I’ve been an omnivore for most of my life. Tater tots and bacon. Chicken fingers and fries. Steak and potatoes. You see a trend here? In my late 20s, my body wasn’t working as efficiently as it had been when I was in college. My digestive decisions impacted my energy levels. The slices of pepperoni pizza I devoured correlated to my response time with my toddler. As a mom, I needed to take better care of my body, and switching to a more plant-based diet was part of the holistic shift.

Saying goodbye to steak is a little more complicated for us adults, especially living in the United States, where hamburgers and hotdogs are as much ingrained in our culture as baseball, football, and fireworks on July 4th. Sometimes we are so caught up in the familiarity and routine of it all that we don’t pause and ask ourselves why we do the things we do, like eat meat. But there are lots of reasons to go vegetarian :: health, morals, religion, cost, etc.

Additionally, as our daughter grew older, she became more inquisitive about the world around her. Around age 3, the “why” questions dominated our family discussions. One day she asked where the various food on her plate came from. She had lots of questions. So we scrambled for answers. While we didn’t go in to graphic details, we didn’t sugarcoat the facts. At three and a half she proclaimed herself a vegetarian.

Historically, the U.S. government has employed catchy campaigns and slogans to get Americans to buy more meat and dairy, spending more than $550 million. {THINK :: “Got Milk?” and “Pork, the Other White Meat”} On average, Americans eat 200 pounds of meat per year, which is more than any other nation. This high level of consumption correlates to Americans having triple the cancer rate, double the obesity, and twice the diabetes rate of the rest of the world.

Additionally, more than 51% of greenhouse gasses come from animal agriculture. Raising animals for food requires tons of resources :: land, energy, food and water. Factory farms in the U.S. produce nearly 500 million tons of manure each year, according to the Environmental Protection Agency.
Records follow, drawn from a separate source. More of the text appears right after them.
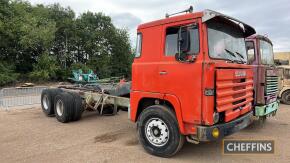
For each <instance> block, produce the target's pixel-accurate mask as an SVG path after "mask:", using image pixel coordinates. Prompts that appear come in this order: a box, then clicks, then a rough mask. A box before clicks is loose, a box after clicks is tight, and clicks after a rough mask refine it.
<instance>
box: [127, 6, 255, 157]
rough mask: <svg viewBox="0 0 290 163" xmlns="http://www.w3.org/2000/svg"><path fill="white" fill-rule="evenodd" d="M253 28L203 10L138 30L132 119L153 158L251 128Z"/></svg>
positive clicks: (136, 50) (133, 80)
mask: <svg viewBox="0 0 290 163" xmlns="http://www.w3.org/2000/svg"><path fill="white" fill-rule="evenodd" d="M254 33H255V30H254V28H252V27H251V26H249V25H247V24H245V23H243V22H241V21H239V20H237V19H235V18H232V17H229V16H226V15H223V14H221V13H218V12H215V11H211V10H205V11H203V12H195V13H192V12H189V13H186V14H183V15H179V16H174V17H167V18H165V19H162V20H157V21H153V22H149V23H146V24H142V25H140V26H139V27H138V36H137V48H136V57H135V59H134V63H133V65H132V91H131V94H130V109H129V115H130V119H131V121H133V122H137V128H138V135H139V140H140V142H141V144H142V145H143V147H144V148H145V150H146V151H147V152H149V153H151V154H153V155H157V156H162V157H170V156H172V155H174V154H175V153H176V152H178V151H179V149H180V148H181V147H182V145H183V142H184V139H185V138H186V140H187V141H189V142H192V143H198V142H200V141H211V140H218V139H221V138H223V137H224V136H227V135H230V134H232V133H234V132H236V131H239V130H241V129H243V128H245V127H246V126H248V125H249V124H250V123H251V119H252V115H253V113H252V102H253V72H252V69H251V66H250V65H247V64H246V62H247V53H246V46H245V38H246V37H248V36H250V35H252V34H254Z"/></svg>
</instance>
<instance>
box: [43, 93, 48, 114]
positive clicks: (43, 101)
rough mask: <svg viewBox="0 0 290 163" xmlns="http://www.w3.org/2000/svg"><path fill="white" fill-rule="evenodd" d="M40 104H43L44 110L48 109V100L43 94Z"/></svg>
mask: <svg viewBox="0 0 290 163" xmlns="http://www.w3.org/2000/svg"><path fill="white" fill-rule="evenodd" d="M42 104H43V108H44V109H45V110H48V106H49V100H48V97H47V96H46V95H44V96H43V98H42Z"/></svg>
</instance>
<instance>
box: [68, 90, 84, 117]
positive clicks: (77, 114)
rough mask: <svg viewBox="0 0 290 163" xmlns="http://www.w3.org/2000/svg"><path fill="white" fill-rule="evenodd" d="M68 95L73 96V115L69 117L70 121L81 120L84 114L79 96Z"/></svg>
mask: <svg viewBox="0 0 290 163" xmlns="http://www.w3.org/2000/svg"><path fill="white" fill-rule="evenodd" d="M70 94H71V95H72V96H73V108H72V110H73V113H72V116H71V121H78V120H80V119H81V117H82V114H83V112H84V107H83V103H82V102H83V100H82V98H81V96H80V95H79V94H77V93H74V92H70Z"/></svg>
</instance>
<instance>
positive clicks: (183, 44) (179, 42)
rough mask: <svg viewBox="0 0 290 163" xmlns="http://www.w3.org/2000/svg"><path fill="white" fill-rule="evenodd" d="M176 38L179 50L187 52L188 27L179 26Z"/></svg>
mask: <svg viewBox="0 0 290 163" xmlns="http://www.w3.org/2000/svg"><path fill="white" fill-rule="evenodd" d="M178 38H179V39H178V45H179V46H178V47H179V52H180V53H188V52H189V51H190V32H189V30H188V27H182V28H180V30H179V37H178Z"/></svg>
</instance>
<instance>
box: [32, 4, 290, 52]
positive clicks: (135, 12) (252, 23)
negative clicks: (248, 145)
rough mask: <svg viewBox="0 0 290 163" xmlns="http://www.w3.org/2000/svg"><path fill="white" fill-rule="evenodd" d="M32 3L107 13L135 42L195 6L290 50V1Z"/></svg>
mask: <svg viewBox="0 0 290 163" xmlns="http://www.w3.org/2000/svg"><path fill="white" fill-rule="evenodd" d="M28 1H29V2H31V3H32V4H39V3H41V4H46V5H49V4H53V3H59V4H61V5H62V6H63V7H68V6H70V7H71V8H72V9H73V10H74V11H75V12H76V14H77V15H79V14H81V13H83V12H86V11H92V12H103V13H104V14H105V15H108V16H111V17H112V20H113V23H114V24H115V25H116V26H117V27H119V28H127V29H128V30H129V32H130V37H131V41H132V42H135V39H136V36H135V35H136V28H137V26H138V25H139V24H141V23H146V22H148V21H153V20H156V19H162V18H164V17H165V14H166V13H174V12H178V11H182V10H185V9H187V8H189V6H190V5H193V7H194V10H195V11H202V10H205V9H211V10H215V11H218V12H221V13H223V14H226V15H229V16H231V17H235V18H237V19H239V20H241V21H243V22H245V23H247V24H249V25H251V26H252V27H254V28H255V29H256V31H257V33H258V34H262V35H267V36H268V37H269V38H270V39H271V40H272V42H273V44H274V51H275V52H284V51H288V52H289V51H290V1H289V0H145V1H143V0H140V1H138V0H28Z"/></svg>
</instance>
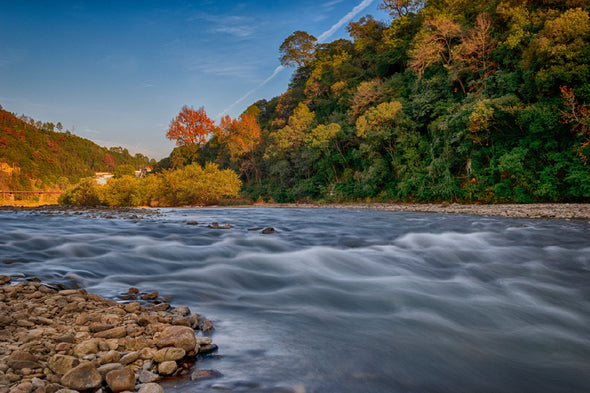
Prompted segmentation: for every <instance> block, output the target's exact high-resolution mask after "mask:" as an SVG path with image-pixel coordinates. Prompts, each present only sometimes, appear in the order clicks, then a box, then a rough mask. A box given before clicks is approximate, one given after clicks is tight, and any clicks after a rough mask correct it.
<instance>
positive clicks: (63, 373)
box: [47, 355, 80, 375]
mask: <svg viewBox="0 0 590 393" xmlns="http://www.w3.org/2000/svg"><path fill="white" fill-rule="evenodd" d="M78 364H80V361H79V360H78V358H75V357H73V356H66V355H54V356H53V357H52V358H51V359H50V360H49V362H48V364H47V365H48V367H49V368H50V369H51V371H53V372H54V373H56V374H61V375H63V374H65V373H67V372H68V371H70V370H71V369H73V368H74V367H76V366H77V365H78Z"/></svg>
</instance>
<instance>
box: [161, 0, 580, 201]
mask: <svg viewBox="0 0 590 393" xmlns="http://www.w3.org/2000/svg"><path fill="white" fill-rule="evenodd" d="M589 4H590V2H589V1H587V0H571V1H569V0H568V1H563V0H547V1H529V0H482V1H471V0H426V1H420V0H385V1H383V2H382V7H383V8H384V9H386V10H388V11H389V12H390V14H391V16H392V20H391V21H390V22H381V21H378V20H375V19H374V18H372V17H371V16H369V15H367V16H365V17H363V18H361V19H360V20H358V21H355V22H352V23H350V24H349V25H348V32H349V34H350V39H340V40H337V41H334V42H330V43H318V42H317V41H316V39H315V37H313V36H312V35H310V34H308V33H305V32H302V31H298V32H295V33H293V34H292V35H291V36H290V37H288V38H287V39H286V40H285V42H284V43H283V45H282V46H281V48H280V50H281V55H282V57H281V60H282V63H283V65H286V66H289V65H292V66H295V67H296V70H295V72H294V74H293V77H292V79H291V83H290V85H289V89H288V90H287V91H286V92H285V93H283V94H282V95H280V96H279V97H275V98H273V99H271V100H268V101H267V100H260V101H258V102H256V103H254V104H253V105H251V106H250V107H249V108H248V109H247V110H246V111H245V112H244V114H243V115H242V116H241V117H240V118H239V119H236V120H231V119H229V118H226V119H224V120H223V121H222V122H221V124H220V125H219V126H218V127H217V128H215V127H213V126H212V124H211V122H208V121H205V119H204V117H203V113H202V112H203V108H201V109H199V111H198V112H200V113H199V116H200V118H201V119H203V120H204V121H203V122H202V125H203V127H200V128H198V130H197V131H195V132H196V134H197V136H202V135H203V133H205V134H207V135H208V137H207V138H200V137H199V138H190V137H188V136H187V135H179V133H178V128H177V127H172V125H174V124H175V123H176V122H177V121H178V120H182V119H180V118H177V119H175V120H174V121H173V124H171V131H173V132H169V134H168V135H169V137H170V138H171V139H175V140H177V143H178V145H179V146H178V147H177V148H176V149H175V150H174V151H173V152H172V154H171V155H170V157H168V158H167V159H165V160H163V161H162V162H161V163H160V164H161V165H162V166H163V167H169V168H179V167H182V166H183V165H187V164H190V163H192V162H199V163H201V164H202V165H203V164H204V163H205V162H216V163H217V164H219V166H220V168H230V169H233V170H235V171H236V172H239V173H241V176H242V179H243V181H244V190H243V193H244V195H245V196H248V197H249V198H251V199H252V200H257V199H258V198H259V197H262V198H263V199H266V200H268V199H270V198H272V199H273V200H275V201H277V202H291V201H310V200H323V201H329V202H338V201H351V200H356V201H366V200H372V201H392V200H396V201H420V202H425V201H441V200H446V201H461V202H484V203H506V202H517V203H528V202H549V201H553V202H565V201H569V202H581V201H586V200H588V198H590V166H588V165H587V164H588V162H589V161H590V106H589V104H588V103H589V102H590V87H589V86H590V85H589V83H588V82H589V78H590V68H589V67H588V64H589V63H590V16H589V12H588V11H589ZM183 112H185V108H183V111H182V112H181V114H182V113H183ZM249 118H253V119H255V120H256V122H257V123H258V125H259V128H256V127H251V126H249V127H240V123H244V122H246V121H247V122H251V119H249ZM205 140H206V142H205Z"/></svg>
According to a United Nations report, raising animals for food generates more greenhouse gases than all the cars and trucks in the world combined.

If you’re looking for ways to save money, a plant-based shopping cart with help you pinch the pennies. Because meat accounts for 10% of food spending in the United States, eating fruits, vegetables and grains in place of meat will save you an average of $4,000 a year. And if those aren’t reason enough, a plant-based diet results in regularity. Eating more vegetables equates results in increasing the fiber in your diet. This results in less constipation and fewer instances of hemorrhoids.

If you’re looking for some blogs to follow for plant-based inspiration, here are a few to get you started:

 Naturally Ella

 The Veggie Mama

 Oh My Veggies

 With Food and Love

 Minimalist Baker

 Cookie + Kate

 Oh She Glows

And if you want to “beef-up” on your knowledge of food production, factory farming and the pharameuctical industry, here are some documentaries on Netflix to get you started ::

[note: Like most documentaries, these are prone to bias, so please do your research and consult your physician before making health decisions based on that information. ]

Cowspiracy: The Sustainability Secret {2014}

Vegucated {2011}

Forks Over Knives {2011}

Fat, Sick and Nearly Dead {2010}

Food, Inc. {2009}

Earthlings {2005}

{IMPORTANT:: these films contain mature content and aren’t appropriate for young viewers}.

[NOTE: Before making any big health decisions like going vegetarian, be sure to consult a health care professional.]

Any fellow vegetarians out there? What led you to make the switch to a plant-based diet?